This isn’t a How To or informative post on how to deal with an accidental withdrawal it is just my ramblings of how I currently am dealing (and have dealt with) with a fairly painful and scary withdrawal from Citalopram. Hopefully writing it down will help me to remember how horrible it is and not let it happen again!!
I am on (and have been on for nearly 4 years now I believe) a medication called Citalopram, it is an SSRI which helps me to live my life as ‘normally’ as I possibly can whilst living with Bipolar Disorder. I love it, I don’t know where I would be without it…which makes it so silly that I have forgotten to get a repeat prescription not once, but twice in this past year.
The first time around was around a week and a half before our wedding (I think I had just got busy with wedding stuff and forgot to call the Drs) for the first few days without my tablet I feel ok – it’s normally a day or so after my last tablet that I realise that I’ve run out and my brain suddenly goes ‘Woo look at us living medication free, we’re doing so well, we probably don’t even need them anymore!’ my brain is wrong…very wrong. Yes, I could live without them and I am planning to be off of them before the end of the year BUT to get to that stage requires 6-8 months of weaning off of them not going cold turkey (albeit accidentally)
Here is a few lines of what I wrote on the 23rd October 2016 about what I had been feeling the few days before, I never published it because I took a tablet that night and felt better so it seemed silly to post..
There is nothing more frustrating that trying to hold a conversation or even string a sentence together when your brain feels like this. It’s like the fuzzy head you get when your drunk but so much worse, I had to close my eyes and cover my ears just to focus earlier and get the words out to tell Dean that I was going to take a nap.
My body feels weird, I feel numb like when you’ve laid on your arm funny and the feeling isn’t quiet there but all over my body – I had a shower to see if I could wake myself up and it felt like I was showering with my clothes still on.
I can’t see properly, I have to blink a few times to focus on something. It hurts all over, it feels like my nerve endings are on fire one minute and then tingling the next like there is little bolts of lighting zipping around my body. Laying down is painful, sitting is uncomfortable and I’m too unsteady to stand up for long.

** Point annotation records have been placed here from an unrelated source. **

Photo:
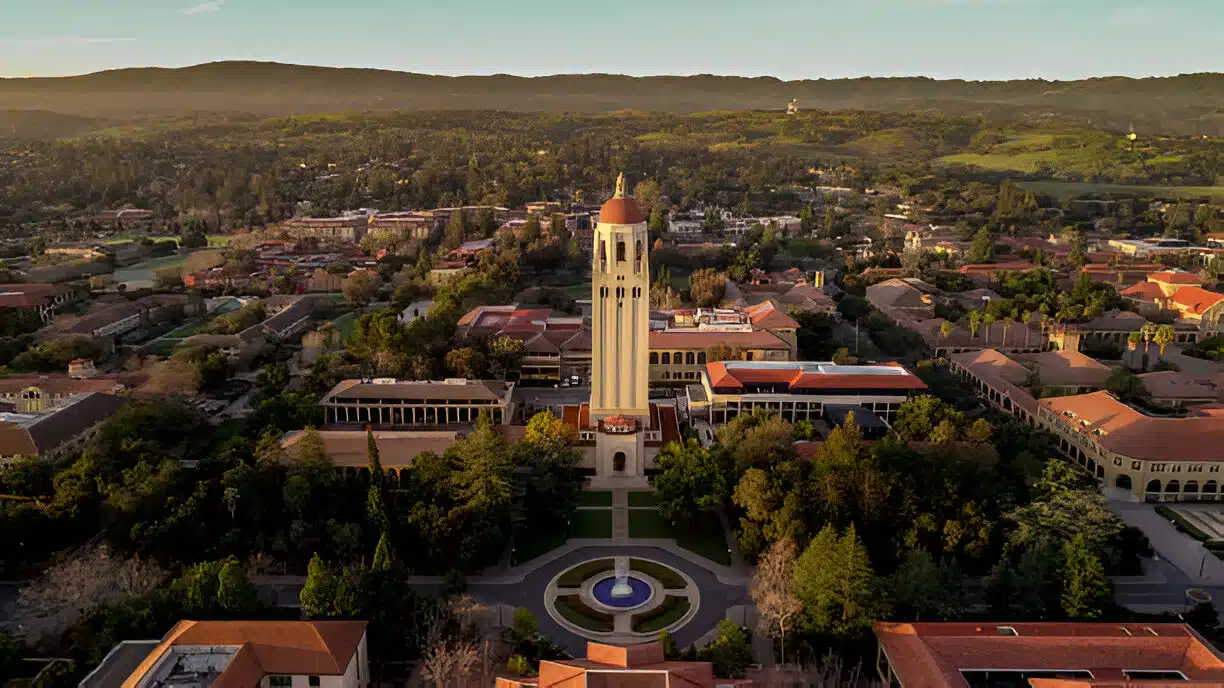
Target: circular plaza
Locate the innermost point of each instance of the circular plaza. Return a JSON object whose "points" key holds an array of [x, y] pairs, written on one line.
{"points": [[621, 599]]}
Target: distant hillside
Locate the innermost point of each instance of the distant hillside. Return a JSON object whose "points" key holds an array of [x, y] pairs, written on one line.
{"points": [[1187, 104]]}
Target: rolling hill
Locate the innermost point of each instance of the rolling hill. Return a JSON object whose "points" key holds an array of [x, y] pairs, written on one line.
{"points": [[1187, 104]]}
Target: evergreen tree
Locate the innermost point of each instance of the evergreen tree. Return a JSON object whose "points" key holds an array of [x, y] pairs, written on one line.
{"points": [[318, 595], [1085, 585], [234, 590], [384, 557], [373, 463], [982, 250]]}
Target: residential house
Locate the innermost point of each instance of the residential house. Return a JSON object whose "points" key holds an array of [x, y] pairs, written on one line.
{"points": [[1044, 655], [55, 429], [1158, 458], [634, 666], [389, 403], [241, 654], [798, 389]]}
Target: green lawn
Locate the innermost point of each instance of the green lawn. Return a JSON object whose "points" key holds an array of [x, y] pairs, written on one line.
{"points": [[711, 545], [591, 523], [594, 498], [1072, 189], [662, 616], [641, 500]]}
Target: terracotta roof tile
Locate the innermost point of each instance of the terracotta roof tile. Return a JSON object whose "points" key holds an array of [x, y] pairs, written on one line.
{"points": [[1129, 432]]}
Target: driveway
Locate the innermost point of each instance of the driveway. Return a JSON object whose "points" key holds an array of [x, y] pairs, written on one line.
{"points": [[1182, 551]]}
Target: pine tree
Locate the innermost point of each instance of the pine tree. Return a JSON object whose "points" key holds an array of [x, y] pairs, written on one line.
{"points": [[318, 594], [375, 464], [384, 557], [1085, 585]]}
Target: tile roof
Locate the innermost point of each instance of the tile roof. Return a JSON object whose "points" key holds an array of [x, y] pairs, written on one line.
{"points": [[737, 375], [1170, 277], [1143, 291], [457, 389], [932, 655], [1173, 385], [316, 648], [43, 432], [26, 295], [757, 339], [1196, 300], [1129, 432], [1066, 369], [766, 316]]}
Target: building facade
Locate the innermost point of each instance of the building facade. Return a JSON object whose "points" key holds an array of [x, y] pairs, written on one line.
{"points": [[388, 403], [798, 391]]}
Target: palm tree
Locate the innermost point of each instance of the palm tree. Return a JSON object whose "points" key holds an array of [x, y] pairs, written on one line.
{"points": [[1148, 332], [974, 322], [1164, 336]]}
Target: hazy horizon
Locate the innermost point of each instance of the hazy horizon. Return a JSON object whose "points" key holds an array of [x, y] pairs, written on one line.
{"points": [[943, 39]]}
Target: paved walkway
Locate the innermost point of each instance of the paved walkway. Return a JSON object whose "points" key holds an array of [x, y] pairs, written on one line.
{"points": [[1189, 555], [621, 516]]}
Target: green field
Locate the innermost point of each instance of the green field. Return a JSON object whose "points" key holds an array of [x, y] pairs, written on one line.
{"points": [[1074, 189]]}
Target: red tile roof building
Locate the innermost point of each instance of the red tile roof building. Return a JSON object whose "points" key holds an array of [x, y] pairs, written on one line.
{"points": [[635, 666], [798, 391], [1157, 458], [244, 654], [1047, 655]]}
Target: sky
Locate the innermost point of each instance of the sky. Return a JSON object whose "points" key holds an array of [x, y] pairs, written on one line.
{"points": [[791, 39]]}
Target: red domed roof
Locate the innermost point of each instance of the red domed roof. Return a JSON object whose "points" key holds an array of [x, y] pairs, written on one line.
{"points": [[621, 211]]}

I remember saying last time how horrendous I felt and I feel sorry for drug addicts going it to rehab because if going cold turkey from a medication was this painful and disorientating then I can’t imagine what hard drugs would be like.
This time around I ran out of my tablets last Monday, I was supposed to book a Dr’s appointment or put in a repeat prescription the week before but I got distracted with the puppies. I don’t know why I didn’t call the Dr’s straight away when I realised I had run out, if I had I might have only missed 2-3 days at the most and felt a bit rough but then been ok again. Instead I left it until Friday lunch time when I was sitting at work and realised that I almost felt like I was drunk (thats how it starts), so I called Dean and asked if he could go to the Dr’s right away and put in a repeat prescription for me and seeing if they could rush it as it was fairly urgent (they can’t).
Fast forward to last night (Friday Night) and I have nausea, stabbing nerve pains, stomach ache, restless legs, brain zaps..basically all the really nasty stuff you’d rather not have. I decided to have an early night to try to see if I could sleep through the worst of it. I was far too hot in our room, even with the windows open and was tossing and turning trying to get comfortable which was no fun for Dean so I decided to sleep in the spare room. I was probably in there for about 40 minutes struggling to get asleep before I started to get auditory hallucinations and falling in and out of nightmares (it felt like I was passing in and out of consciousness into them as they’d start and then I’d jolt back to reality and then they’d start again)
I’ve never experienced sleeping issues like that before and it felt like it took forever to summon up the courage to climb out from under the covers and go back to our room, I was crying at this point as I couldn’t work out if I was really awake or still dreaming, I then had to look at my phone and scroll through Pinterest for around 20 minutes as I was too scared to go back to sleep.
It probably wasn’t a good idea to sit and type this out at nearly 10pm on Saturday night as I’ve now reminded my self how horrible last night was and I’m scared to go to sleep again! Luckily I did find 1 spare tablet in a pack at the back of the drawer earlier and I felt in less pain and a bit clearer headed about 2 hours after taking it. I’m hoping it’s effects will carry over into tomorrow and Monday so that it at least takes the edge off of things until I can get more.